Gone are the days of simple, easily secured corporate networks. The proliferation of cloud computing, virtualization and containers means that the network is changing constantly, said Nate Palanov, solutions marketing manager, vulnerability management, at Rapid7.

More employees work remotely on smartphones and laptops, thus changing the definition of endpoint, he said. These employees also have access to sensitive customer data via cloud productivity apps like Salesforce, he added.

Attackers were previously focused on hitting servers, so security teams invested heavily in preventive measures like firewalls, intrusion detection systems and intrusion prevention systems, he said. But they have now adapted to focus on the users, he said. As a result, security professionals should refrain from security strategy complacency, especially when it comes to their vulnerability management programs.

“We really have to modernize what our concept of vulnerability management is for this modern infrastructure and modern information security program,” he said during the recent Cloud Security e-Summit hosted by MISTI.

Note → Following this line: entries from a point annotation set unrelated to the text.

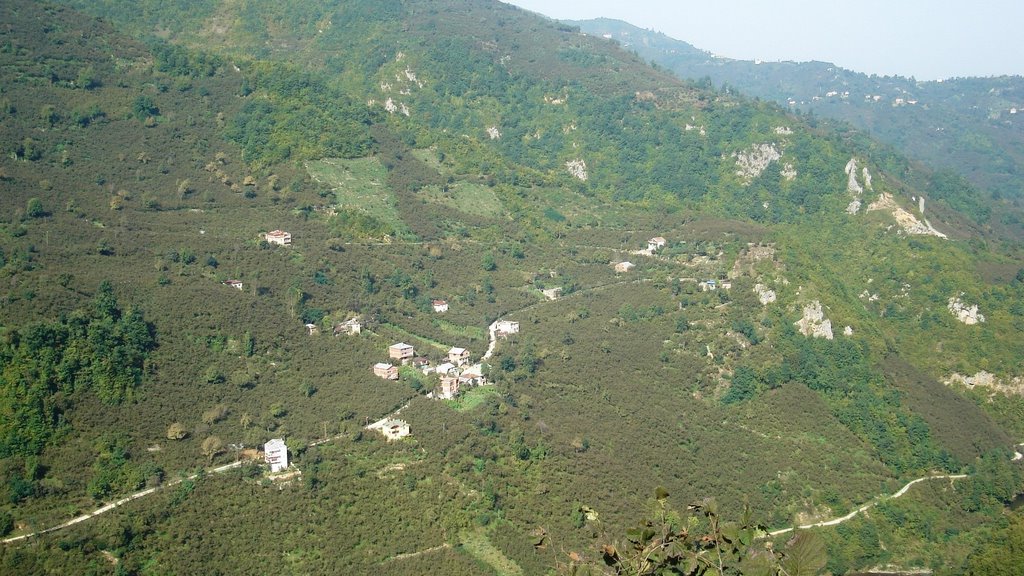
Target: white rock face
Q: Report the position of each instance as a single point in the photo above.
(988, 380)
(765, 295)
(854, 188)
(578, 168)
(814, 323)
(907, 221)
(967, 315)
(753, 162)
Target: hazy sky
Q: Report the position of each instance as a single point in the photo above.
(927, 39)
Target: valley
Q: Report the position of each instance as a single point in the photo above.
(214, 235)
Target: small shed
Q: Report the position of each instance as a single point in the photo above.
(386, 371)
(458, 356)
(279, 237)
(394, 429)
(401, 352)
(275, 454)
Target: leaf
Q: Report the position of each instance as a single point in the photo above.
(805, 554)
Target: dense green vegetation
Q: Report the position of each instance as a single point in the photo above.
(140, 173)
(965, 128)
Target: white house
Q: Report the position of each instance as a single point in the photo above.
(279, 237)
(506, 328)
(275, 454)
(458, 356)
(401, 352)
(444, 369)
(351, 327)
(449, 387)
(386, 371)
(472, 375)
(394, 429)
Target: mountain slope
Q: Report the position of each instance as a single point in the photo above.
(964, 126)
(530, 158)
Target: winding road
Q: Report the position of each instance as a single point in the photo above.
(493, 342)
(121, 502)
(864, 507)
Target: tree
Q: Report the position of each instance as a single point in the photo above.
(34, 208)
(212, 446)
(143, 108)
(671, 543)
(488, 263)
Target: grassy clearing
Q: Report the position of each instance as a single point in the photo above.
(470, 198)
(359, 184)
(478, 545)
(470, 332)
(429, 157)
(472, 399)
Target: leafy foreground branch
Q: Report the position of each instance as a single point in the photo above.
(698, 543)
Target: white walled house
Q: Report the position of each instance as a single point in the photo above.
(275, 454)
(400, 352)
(505, 328)
(279, 237)
(458, 356)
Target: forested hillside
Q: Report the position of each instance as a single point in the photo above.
(201, 199)
(969, 130)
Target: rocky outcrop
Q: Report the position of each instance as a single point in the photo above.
(765, 294)
(578, 168)
(854, 188)
(967, 315)
(988, 380)
(814, 323)
(907, 221)
(753, 162)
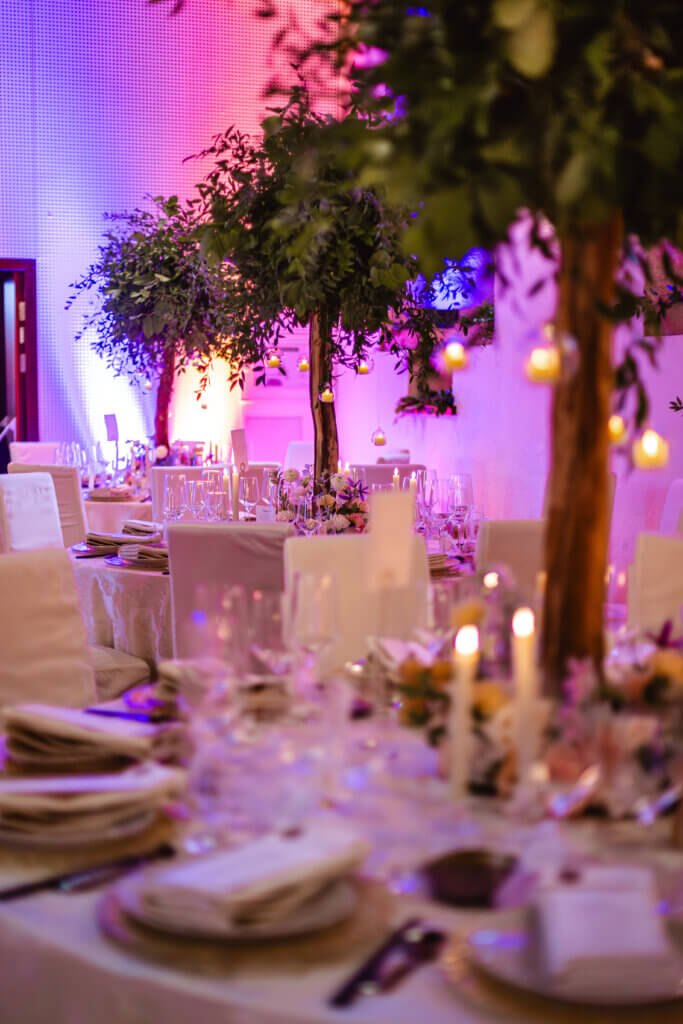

Palanov suggested three key principles that modern vulnerability management programs should adopt:

  • Complete ecosystem visibility, or the ability to view an organization’s entire infrastructure across clouds, containers and applications in the network.
  • Remediation workflow automation that automates, as much as possible, prioritization and the actual fixing of vulnerabilities.
  • SecOps agility to break down the barriers between different teams, allowing them to work closely with IT and infrastructure teams to offset vulnerabilities in the network.

When establishing complete ecosystem visibility, it is important to understand the changing attack surface stemming from the cloud and related technology, he said.

For remediation workflow automation, it is essential for vulnerability management programs to prioritize weaknesses like attackers do to understand what vulnerabilities that an attacker would go after first, he said.

“From that, automate manual processes like patching and ticketing as much as possible … so security teams can focus less on manual fixing and more on thinking strategically and understanding the bigger threats out there.” Palanov said.

It’s also important vulnerability management programs include steps that track and measure the effectiveness of remediation efforts so that teams can get ahead of potential issues before they happen. Evaluating where they are falling behind, where they are doing well and how to realign limited resources are all crucial steps in the process, he said.

For SecOps agility, it is crucial for the security team to work directly with the IT infrastructure and development teams to integrate security processes earlier in the software development lifecycle. Being able to look at network vulnerabilities, application vulnerabilities and user vulnerabilities together will help security teams work with the other departments and holistically understand the actual risks in their environment and how to address them, he said.

“It is important to position security as something that enables innovation and growth, not something as an after-thought that’s going to slow things down and hinder things.”